LVI. Je viens de recueillir avec soin, mon cher Hérennius, tous les conseils propres à perfectionner l’élocution. Si vous vous y exercez avec zèle, vous pourrez donner à vos discours de la force, de la noblesse et de la grâce ; vous parlerez en orateur, et vous ne revêtirez pas d’un langage vulgaire une invention sans fond et sans art. Il faudra maintenant nous surveiller l’un l’autre. Car il nous importe à tous deux d’atteindre à la perfection de l’art par une étude soutenue et des exercices fréquents. Beaucoup d’autres n’y parviennent pas, pour trois motifs principalement : c’est qu’ils n’ont personne avec qui il leur soit agréable de s’exercer, ou qu’ils se défient d’eux-mêmes, ou qu’ils ne savent quelle route prendre. Aucune de ces difficultés n’existe pour nous. Car cette communauté d’étude nous est agréable à cause de l’amitié que les liens du sang ont fait naître entre nous, et que le goût de la philosophie a fortifiée. Ensuite, nous ne manquons pas de confiance, ayant obtenu déjà quelques succès ; outre qu’il est d’autres objets plus élevés auxquels nous nous appliquons avec plus d’ardeur encore ; de sorte que, dussions-nous ne pas atteindre le point où nous aspirons, il nous manquerait peu de chose pour avoir une vie bien remplie.

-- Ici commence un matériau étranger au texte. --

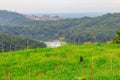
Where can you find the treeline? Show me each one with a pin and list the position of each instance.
(12, 43)
(96, 29)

Enfin nous savons la route que nous devons suivre, puisque dans les quatre Livres que nous venons de voir nous n’avons omis aucun des préceptes de l’art oratoire. Nous avons fait voir, en effet, quelles sont les sources de l’invention dans tous les genres de causes ; nous avons dit comment il faut disposer les matériaux qu’elle a fournis ; montré les règles de la prononciation, les procédés de la mémoire, et expliqué tout ce qui peut rendre l’élocution parfaite. En nous conformant à ces principes, notre invention sera prompte et féconde, notre disposition lumineuse et régulière, notre prononciation à la fois forte et agréable, notre mémoire ferme et toujours présente, notre élocution élégante et harmonieuse. Or, la Rhétorique ne peut rien donner de plus. Nous pouvons acquérir tous ces avantages, en joignant à l’étude des préceptes la pratique diligente des exercices.


NOTES SUR LA RHÉTORIOUE.

LIVRE PREMIER.

II. Oratoris officium est. Voyez pour une définition plus complète du devoir de l’orateur, de Invent., lib. I, cap. 5 ; et de Orat., lib. I, cap. 31.

IV. Exordiorum rationem. Comparez Quint., de Instit. orat., lib. IV, cap. 1 ; et Cicér., de Invent., lib. I, cap. 15. VI.

Quae risum movere possit. Cicéron a longuement développé ce moyen, de Orat., lib. II, cap. 24-72. Il faut donc y recourir pour les détails et les explications qui manquent ici.

VII. Neque attentum facit auditorem. Comparez de Invent., lib. I, cap. 18.

IX. De insinuationibus nova excogitavimus. Si l’on remarque l’importance que Cicéron attache à l’innovation dont il se dit le premier auteur, et si l’on observe que cette même division se trouve reproduite à peu près dans les mêmes mots, au chap. 17 du liv. 1 de l’Invention, l’on aura une preuve à peu près concluante que les deux ouvrages sont du même auteur.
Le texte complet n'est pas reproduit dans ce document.